Bone and Ruin: An Optimist’s Guide to the Historical Sciencesby
About the book
Adrian Currie’s Rock, Bone and Ruin: An Optimist’s Guide to the Historical Sciences is a systematic philosophical examination of how scientists generate knowledge of the deep past. Currie’s analysis emphasises the flexible, creative and opportunistic epistemic strategies historical scientists adopt. Paleontologists, geologists and archaeologists construct and co-opt a wide range of tools, techniques and other epistemic resources, and adapt them to the particular needs of their ‘epistemic situations’. Currie argues forcefully that understanding scientific success requires an examination of the local strategies of scientists, adopting a synthetic approach that threads the needle between highly abstract, formalised philosophical analysis and the rich, detailed descriptions of cases common in the history and philosophy of science.
Central to Currie’s book is a novel way of conceptualizing debates about scientific success. Setting himself apart from the traditional realism/anti-realism debate, he argues for optimism about the historical sciences. Optimism and pessimism, for Currie, are attitudes about the future success of a science, which are grounded in examining the practices that scientists adopt, and which are grounded in pluralism about the epistemic goods of science. In addition to setting the stage for further analysis of historical science—putting the philosophy of historical science on the map—this new framework, and the debates it engenders, are applicable across the sciences.
In arguing for optimism about historical reconstruction, Currie provides a foundational account of the epistemic status of paleontology and related sciences, as well as connecting practices in historical science to discussions in the philosophy of science more generally. Currie provides the first explicit philosophical analysis of the notion of a ‘trace’ and ‘trace-based reasoning’—the practice of inferring from a present observation to the past. On this basis, he argues that the epistemic resources that historical scientists have at their command go well beyond trace-based reasoning. To demonstrate this point, Currie discusses the role of coherence in historical reconstruction, as well as analogous reasoning, modelling practices, and the role of idealisation. For Currie, historical scientists are ‘methodological omnivores’: it is their pluralistic opportunism which explains their success.

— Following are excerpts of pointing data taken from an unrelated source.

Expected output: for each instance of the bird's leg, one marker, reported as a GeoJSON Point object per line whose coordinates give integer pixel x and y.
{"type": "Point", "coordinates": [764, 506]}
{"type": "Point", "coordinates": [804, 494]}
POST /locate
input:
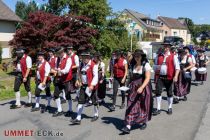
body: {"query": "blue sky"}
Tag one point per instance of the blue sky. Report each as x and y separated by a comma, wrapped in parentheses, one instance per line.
(197, 10)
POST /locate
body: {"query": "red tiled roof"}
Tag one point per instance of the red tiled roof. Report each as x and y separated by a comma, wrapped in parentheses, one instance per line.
(6, 13)
(172, 23)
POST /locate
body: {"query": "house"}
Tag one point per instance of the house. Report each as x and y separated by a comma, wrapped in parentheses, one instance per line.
(8, 20)
(175, 27)
(144, 27)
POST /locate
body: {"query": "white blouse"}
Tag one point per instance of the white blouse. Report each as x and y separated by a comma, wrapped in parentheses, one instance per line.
(147, 67)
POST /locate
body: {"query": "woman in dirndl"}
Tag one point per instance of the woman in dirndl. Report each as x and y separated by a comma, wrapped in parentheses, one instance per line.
(101, 92)
(183, 85)
(201, 62)
(139, 103)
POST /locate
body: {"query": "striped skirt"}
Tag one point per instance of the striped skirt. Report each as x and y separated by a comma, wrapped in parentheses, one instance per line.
(139, 106)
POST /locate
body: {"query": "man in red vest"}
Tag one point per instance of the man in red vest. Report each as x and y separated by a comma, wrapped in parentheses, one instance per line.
(167, 70)
(63, 80)
(75, 66)
(120, 71)
(42, 81)
(23, 67)
(52, 58)
(88, 80)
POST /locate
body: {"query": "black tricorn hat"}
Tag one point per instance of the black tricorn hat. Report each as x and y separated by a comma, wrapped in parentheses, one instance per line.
(59, 49)
(166, 44)
(20, 50)
(200, 50)
(181, 51)
(186, 47)
(69, 47)
(51, 50)
(40, 53)
(97, 54)
(139, 52)
(85, 53)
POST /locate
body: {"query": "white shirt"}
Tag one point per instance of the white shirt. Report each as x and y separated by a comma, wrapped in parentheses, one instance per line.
(176, 61)
(193, 59)
(95, 74)
(68, 65)
(28, 63)
(190, 60)
(147, 67)
(202, 58)
(102, 67)
(125, 62)
(76, 60)
(47, 70)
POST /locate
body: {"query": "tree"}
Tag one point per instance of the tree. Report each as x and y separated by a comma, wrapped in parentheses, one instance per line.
(190, 24)
(44, 30)
(22, 9)
(97, 10)
(0, 54)
(53, 6)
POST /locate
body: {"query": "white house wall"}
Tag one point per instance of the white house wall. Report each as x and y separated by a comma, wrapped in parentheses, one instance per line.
(7, 30)
(181, 33)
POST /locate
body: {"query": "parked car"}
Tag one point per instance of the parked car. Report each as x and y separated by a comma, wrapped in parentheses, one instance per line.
(175, 40)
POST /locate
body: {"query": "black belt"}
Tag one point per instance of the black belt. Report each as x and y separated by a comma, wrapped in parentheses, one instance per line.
(163, 77)
(83, 72)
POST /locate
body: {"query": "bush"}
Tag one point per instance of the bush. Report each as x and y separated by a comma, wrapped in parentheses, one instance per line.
(0, 54)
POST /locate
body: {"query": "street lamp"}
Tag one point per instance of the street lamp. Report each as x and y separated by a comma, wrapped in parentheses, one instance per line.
(131, 30)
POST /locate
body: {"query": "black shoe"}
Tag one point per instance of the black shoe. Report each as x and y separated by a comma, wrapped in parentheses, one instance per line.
(143, 126)
(35, 109)
(68, 114)
(112, 108)
(101, 103)
(125, 130)
(169, 111)
(95, 118)
(122, 106)
(48, 108)
(15, 106)
(56, 114)
(45, 109)
(156, 112)
(63, 101)
(185, 98)
(75, 100)
(28, 105)
(175, 101)
(76, 121)
(88, 104)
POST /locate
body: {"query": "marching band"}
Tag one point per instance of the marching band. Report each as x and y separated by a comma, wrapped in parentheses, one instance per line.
(84, 73)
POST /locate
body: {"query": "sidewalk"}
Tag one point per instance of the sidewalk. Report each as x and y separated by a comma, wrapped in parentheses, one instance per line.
(204, 128)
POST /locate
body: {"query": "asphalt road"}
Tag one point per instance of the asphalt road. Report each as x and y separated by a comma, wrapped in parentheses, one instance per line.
(186, 123)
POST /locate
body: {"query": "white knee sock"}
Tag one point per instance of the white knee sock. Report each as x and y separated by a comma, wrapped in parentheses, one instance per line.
(96, 111)
(17, 95)
(64, 94)
(29, 97)
(77, 92)
(70, 105)
(128, 126)
(79, 111)
(159, 102)
(170, 102)
(37, 102)
(58, 102)
(48, 101)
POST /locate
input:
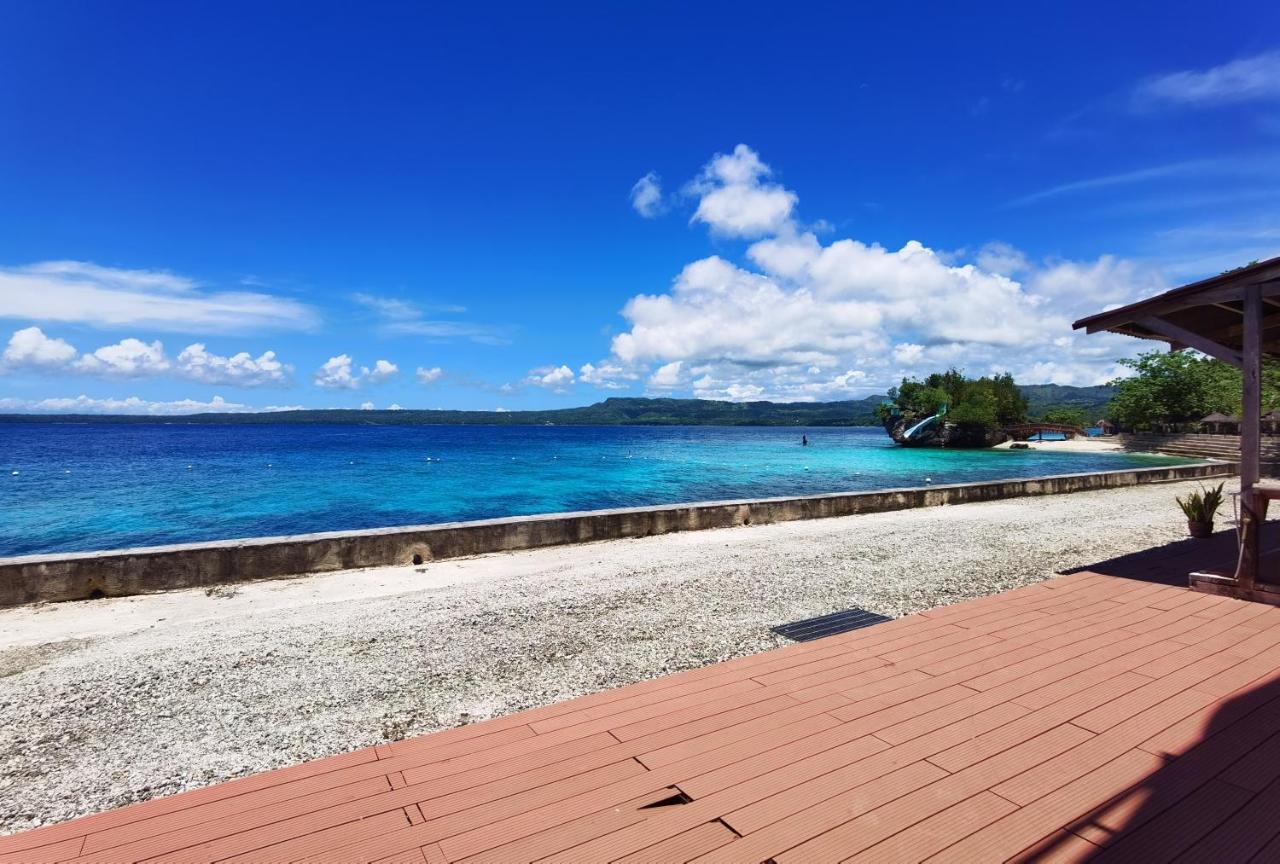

Rock, Bone and Ruin is also methodologically innovative. It is, as Alison Wylie says on the dust-jacket, “an incisive argument for doing philosophy differently: attentive to the epistemic challenges scientists actually face, resolutely local and contextual, and unabashedly normative”. Currie argues that pluralistic, pragmatic and local approaches to epistemology are called for to explain scientific success, while retaining the tools and advantages of philosophical precision. Drawing on rich and varied examples from across the historical sciences, Rock, Bone and Ruin is an excellent example of what can be accomplished by taking the practice turn in philosophy of science seriously.
The MIT Press
376 pages · 2018
About the author
Adrian Currie is a Lecturer of Philosophy in the Department of Sociology, Philosophy and Anthropology at the University of Exeter. He is also a member of Egenis (the Centre of the Life Sciences at Exeter), a research affiliate with the Centre for the Study of Existential Risk at the University of Cambridge, and an external collaborator at the Leverhulme Centre for the Future of Intelligence also at the University of Cambridge. He is a founder of, and regular contributor to, Extinct, the philosophy of paleontology blog.
Currie received his PhD in 2014 from Australian National University, having previously obtained his Undergraduate and Masters Degrees at Victoria University of Wellington in New Zealand. He has taught at the University of Sydney and held Postdoctoral Research positions at the Universities of Calgary and Cambridge.
His extensive list of publications, etc. can be found on his website. Rock, Bone and Ruin: An Optimist’s Guide to the Historical Sciences (MIT 2018) is Currie’s first book.
The 2019 Fernando Gil Prize for Philosophy of Science
In this book Adrian Currie develops an original philosophical approach to the historical sciences. Such bodies of knowledge are built from slight and contingent traces of the past, and pessimistic minds would deem this basis insufficient for eliciting significant explanations and making sense of the unwitnessed entities and events of the past world.
But paleontologists, geologists and archeologists have been remarkably creative: they have optimistically found means for yielding successful models and methods and adapting them to the multi-conditional rendering of the relevant data.
In his analyses, Adrian Currie points to the fact that the conceptual apparatus of present-day philosophy of science, essentially developed to account for the hard natural sciences and their modes of development, falls short of meeting the challenge of enlightening the ways and means by which historians provide adequate reasons for paleontological realities and the like. The manner in which they rationally rehearse and reconstitute the data they build from, affords a coherent probabilistic understanding of a world which has survived only through the material signs they decipher.
Adrian Currie’s book is a magnificent attempt at providing the pragmatic, reasonable and efficient elements of an epistemology that can successfully interpret how human reason breeds explanations in the historical sciences.
The jury felt this endeavor met the highest standards for an outstanding single-authored book in the philosophy of science and judged it to be therefore a worthy winner of the Fernando Gil prize for 2019.